Described first end, as the input end of second electrical level output unit, receives described counteracting drive singal;

Described second end connects the first end of described counteracting electric capacity;

Described three-terminal link second electrical level provides power supply.

6. display module according to claim 5, is characterized in that, described second switch pipe is N-type metal-oxide-semiconductor;

Wherein, when described enable signal is in high level, drive the conducting of described N-type metal-oxide-semiconductor.

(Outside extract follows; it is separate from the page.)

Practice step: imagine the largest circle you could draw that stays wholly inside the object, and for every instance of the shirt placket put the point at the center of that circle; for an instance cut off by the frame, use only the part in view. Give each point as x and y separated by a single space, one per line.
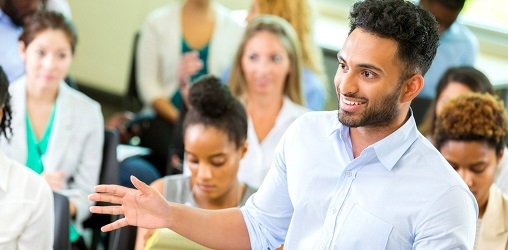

7. the display module according to any one of claim 1 to 6, is characterized in that, described display module also comprises:

Printed circuit board (PCB), described enable signal output module, described counteracting driving circuit and described counteracting electric capacity are arranged at described printed circuit board (PCB).

8. a liquid crystal display, is characterized in that, comprises the display module as described in any one of claim 1-7.